New normal yang diberlakukan pasca masa pandemi adalah bentuk kehati-hatian dalam pencegahan terhadap penyebaran virus ini kembali. Namun dampak yang dialami masyarakat khususnya pada sektor ekonomi telah menjadi sebuah keniscayaan realitas. Masa new normal adalah proses recovery untuk bangkit kembali dari keterpurukan ekonomi itu.

Islam sebagai agama wahyu menawarkan solusi atas persoalan-persoalan yang dihadapi oleh manusia dalam menjalani kehidupannya. Termasuk pula solusi untuk bangkit dari keterpurukan ekonomi pasca pandemi. Apa yang ditawarkan oleh Islam terkait persoalan ini ?. Sebagaimana dikatakan oleh Ibnu qayyim Al jauzi :

أربعة تجلب الرزق: قيام الليل، كثرة الاستغفار بالأسحار، تعاهد الصدقة، الذكر أول النهار وآخره. و أربعة تمنع الرزق: نوم الصبحة، قلة الصلاة، الكسل، الخيانة

Empat hal yang dapat mendatangkan rezeki : 1. qiyamul Lail, 2. Memperbanyak istighfar di waktu sahur, 3. Membiasakan bersedekah, 4. Berzikir di awal pagi dan petang. Dan Empat hal yang dapat mencegah rezeki: 1. Tidur di waktu pagi (setelah subuh), 2. Meninggalkan salat, 3. Malas, dan 4. Khianat.

Sebuah tawaran solusi yang sangat jelas tentang bagaimana bisa bangkit dari keterpurukan ekonomi dampak pandemi covid. Selalu ada hubungan antara realitas ekonomi dengan keadaan psikologis. Seseorang yang memiliki ketenangan jiwa psikologi, sadar diri, peduli pada orang lain, serta mampu mengelola waktunya dengan baik, maka hal itu menjadi solusi penting untuk dapat keluar dari himpitan masalah hidup termasuk persoalan ekonomi.

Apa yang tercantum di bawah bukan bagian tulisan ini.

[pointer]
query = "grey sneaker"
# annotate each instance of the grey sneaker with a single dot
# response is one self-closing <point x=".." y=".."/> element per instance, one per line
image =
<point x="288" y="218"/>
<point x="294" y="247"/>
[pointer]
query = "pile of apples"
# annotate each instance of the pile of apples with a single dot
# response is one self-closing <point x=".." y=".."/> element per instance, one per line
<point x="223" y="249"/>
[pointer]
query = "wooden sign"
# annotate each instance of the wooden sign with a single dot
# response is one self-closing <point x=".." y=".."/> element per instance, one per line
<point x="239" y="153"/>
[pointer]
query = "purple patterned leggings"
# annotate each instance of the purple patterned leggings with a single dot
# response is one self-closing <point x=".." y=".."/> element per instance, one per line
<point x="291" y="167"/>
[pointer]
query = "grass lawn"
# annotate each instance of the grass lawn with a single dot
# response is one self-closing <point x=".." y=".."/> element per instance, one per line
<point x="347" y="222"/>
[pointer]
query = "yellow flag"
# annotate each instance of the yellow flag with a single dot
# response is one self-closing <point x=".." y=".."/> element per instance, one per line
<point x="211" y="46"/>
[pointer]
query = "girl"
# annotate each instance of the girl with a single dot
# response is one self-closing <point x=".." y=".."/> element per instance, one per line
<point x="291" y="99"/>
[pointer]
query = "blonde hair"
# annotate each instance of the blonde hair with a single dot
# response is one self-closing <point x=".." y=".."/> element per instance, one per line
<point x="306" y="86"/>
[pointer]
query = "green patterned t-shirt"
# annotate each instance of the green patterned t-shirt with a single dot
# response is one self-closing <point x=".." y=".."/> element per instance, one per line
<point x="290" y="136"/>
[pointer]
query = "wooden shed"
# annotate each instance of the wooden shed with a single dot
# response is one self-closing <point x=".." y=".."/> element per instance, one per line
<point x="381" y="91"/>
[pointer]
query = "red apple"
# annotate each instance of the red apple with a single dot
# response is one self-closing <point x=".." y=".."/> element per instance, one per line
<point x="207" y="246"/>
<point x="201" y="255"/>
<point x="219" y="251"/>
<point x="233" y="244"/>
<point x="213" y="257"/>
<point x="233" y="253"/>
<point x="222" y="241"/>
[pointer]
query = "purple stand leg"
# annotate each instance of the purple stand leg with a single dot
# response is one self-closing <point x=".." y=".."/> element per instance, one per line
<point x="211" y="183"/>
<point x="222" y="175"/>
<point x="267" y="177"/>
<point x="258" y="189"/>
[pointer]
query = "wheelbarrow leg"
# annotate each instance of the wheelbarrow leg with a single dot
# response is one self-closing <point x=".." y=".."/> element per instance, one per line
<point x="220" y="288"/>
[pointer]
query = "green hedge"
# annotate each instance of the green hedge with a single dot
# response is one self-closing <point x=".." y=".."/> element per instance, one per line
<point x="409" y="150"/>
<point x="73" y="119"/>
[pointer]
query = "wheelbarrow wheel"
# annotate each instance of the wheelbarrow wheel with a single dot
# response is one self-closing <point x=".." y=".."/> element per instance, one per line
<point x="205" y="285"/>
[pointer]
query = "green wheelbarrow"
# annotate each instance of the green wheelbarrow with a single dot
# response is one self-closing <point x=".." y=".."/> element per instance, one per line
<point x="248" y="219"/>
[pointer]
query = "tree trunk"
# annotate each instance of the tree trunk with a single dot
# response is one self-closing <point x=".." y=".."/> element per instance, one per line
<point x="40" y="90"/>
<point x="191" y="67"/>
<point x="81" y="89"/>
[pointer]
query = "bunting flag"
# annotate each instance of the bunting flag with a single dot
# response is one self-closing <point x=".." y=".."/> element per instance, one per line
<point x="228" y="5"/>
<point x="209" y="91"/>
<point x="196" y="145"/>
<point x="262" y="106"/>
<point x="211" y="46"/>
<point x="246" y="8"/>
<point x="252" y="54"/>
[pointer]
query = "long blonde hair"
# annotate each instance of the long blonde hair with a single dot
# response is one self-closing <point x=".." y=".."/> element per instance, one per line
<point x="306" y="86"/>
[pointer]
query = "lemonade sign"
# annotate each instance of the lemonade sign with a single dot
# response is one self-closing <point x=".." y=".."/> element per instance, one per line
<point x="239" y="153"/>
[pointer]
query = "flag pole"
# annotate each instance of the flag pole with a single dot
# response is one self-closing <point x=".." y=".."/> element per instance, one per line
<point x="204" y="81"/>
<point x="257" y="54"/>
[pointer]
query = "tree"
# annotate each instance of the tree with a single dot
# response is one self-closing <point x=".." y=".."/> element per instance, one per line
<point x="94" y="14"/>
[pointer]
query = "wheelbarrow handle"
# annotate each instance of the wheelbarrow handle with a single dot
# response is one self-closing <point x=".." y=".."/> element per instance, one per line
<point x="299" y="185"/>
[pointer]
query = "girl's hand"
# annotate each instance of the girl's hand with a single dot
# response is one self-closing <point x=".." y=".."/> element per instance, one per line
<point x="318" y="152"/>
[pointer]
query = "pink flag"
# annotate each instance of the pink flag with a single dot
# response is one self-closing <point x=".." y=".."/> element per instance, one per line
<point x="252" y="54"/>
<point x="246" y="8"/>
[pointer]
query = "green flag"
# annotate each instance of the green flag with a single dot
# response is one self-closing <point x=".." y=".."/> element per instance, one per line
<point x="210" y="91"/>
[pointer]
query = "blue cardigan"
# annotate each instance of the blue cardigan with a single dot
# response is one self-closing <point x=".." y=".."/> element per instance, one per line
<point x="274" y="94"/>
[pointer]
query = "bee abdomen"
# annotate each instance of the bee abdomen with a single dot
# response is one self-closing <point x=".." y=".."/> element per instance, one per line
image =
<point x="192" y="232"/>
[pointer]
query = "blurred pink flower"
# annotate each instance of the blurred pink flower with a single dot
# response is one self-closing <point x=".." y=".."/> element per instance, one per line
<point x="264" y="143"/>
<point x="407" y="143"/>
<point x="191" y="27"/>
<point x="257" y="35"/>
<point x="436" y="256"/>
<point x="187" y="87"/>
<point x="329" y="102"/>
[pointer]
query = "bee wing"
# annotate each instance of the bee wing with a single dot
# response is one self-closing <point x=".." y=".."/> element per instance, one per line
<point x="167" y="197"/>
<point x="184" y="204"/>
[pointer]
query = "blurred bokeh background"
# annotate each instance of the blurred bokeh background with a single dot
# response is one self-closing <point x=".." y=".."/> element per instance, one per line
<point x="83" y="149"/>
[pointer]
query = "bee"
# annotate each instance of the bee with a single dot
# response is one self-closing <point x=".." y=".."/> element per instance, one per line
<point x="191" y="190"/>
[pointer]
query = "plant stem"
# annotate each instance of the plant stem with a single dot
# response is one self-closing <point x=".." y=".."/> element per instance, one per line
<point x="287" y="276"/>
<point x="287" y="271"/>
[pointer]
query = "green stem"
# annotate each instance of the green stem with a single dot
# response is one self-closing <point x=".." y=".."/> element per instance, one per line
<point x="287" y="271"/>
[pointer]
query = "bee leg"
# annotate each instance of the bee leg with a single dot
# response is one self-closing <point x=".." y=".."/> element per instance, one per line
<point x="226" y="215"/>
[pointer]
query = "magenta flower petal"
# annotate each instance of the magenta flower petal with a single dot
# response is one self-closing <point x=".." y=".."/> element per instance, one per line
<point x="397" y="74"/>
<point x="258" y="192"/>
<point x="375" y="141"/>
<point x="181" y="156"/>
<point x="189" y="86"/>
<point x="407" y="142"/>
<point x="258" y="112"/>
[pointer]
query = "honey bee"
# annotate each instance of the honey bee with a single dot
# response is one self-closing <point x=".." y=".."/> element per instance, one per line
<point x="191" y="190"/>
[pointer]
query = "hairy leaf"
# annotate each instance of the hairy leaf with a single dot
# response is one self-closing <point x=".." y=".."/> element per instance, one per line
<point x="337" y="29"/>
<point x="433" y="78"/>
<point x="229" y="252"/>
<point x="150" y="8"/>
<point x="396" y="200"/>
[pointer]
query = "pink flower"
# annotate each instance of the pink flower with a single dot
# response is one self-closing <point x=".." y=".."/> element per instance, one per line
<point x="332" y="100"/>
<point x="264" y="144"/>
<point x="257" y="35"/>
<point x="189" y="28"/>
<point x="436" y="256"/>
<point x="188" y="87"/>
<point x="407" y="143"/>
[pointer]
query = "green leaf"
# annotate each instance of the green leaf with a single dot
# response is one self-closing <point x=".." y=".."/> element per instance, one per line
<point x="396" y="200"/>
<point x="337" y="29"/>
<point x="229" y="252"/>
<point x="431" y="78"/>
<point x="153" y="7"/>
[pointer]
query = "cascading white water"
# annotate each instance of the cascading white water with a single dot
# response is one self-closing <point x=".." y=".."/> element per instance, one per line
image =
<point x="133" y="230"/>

Solusi pertama adalah dengan qiyamul Lail. Secara rasional, orang yang terbiasa bangun di sepertiga malam menandakan dirinya memiliki tingkat produktivitas yang tinggi, kemampuan mengelola waktu yang baik, membagi waktu sepertiga untuk Tuhan (ibadah), sepertiga untuk dirinya, dan sepertiga untuk sosial. Kemampuan mengelola waktu ini akan sangat berdampak pada kemampuannya dalam mengelola potensi yang dimiliki, sehingga memudahkan dirinya untuk membaca peluang-peluang dalam dunia bisnis. Kemudian secara spiritual, seseorang yang membiasakan diri dengan qiyamul Lail, akan dimudahkan oleh Allah jalan keluar dan ditinggikan derajat dalam hubungan kemanusiaannya. Allah berfirman :

تَتَجَافَىٰ جُنُوبُهُمْ عَنِ الْمَضَاجِعِ يَدْعُونَ رَبَّهُمْ خَوْفًا وَطَمَعًا وَمِمَّا رَزَقْنَاهُمْ يُنْفِقُونَ

Lambung mereka jauh dari tempat tidurnya dan mereka selalu berdoa kepada Rabbnya dengan penuh rasa takut dan harap, serta mereka menafkahkan apa apa rezeki yang Kami berikan. (QS.As-Sajadah, ayat 16)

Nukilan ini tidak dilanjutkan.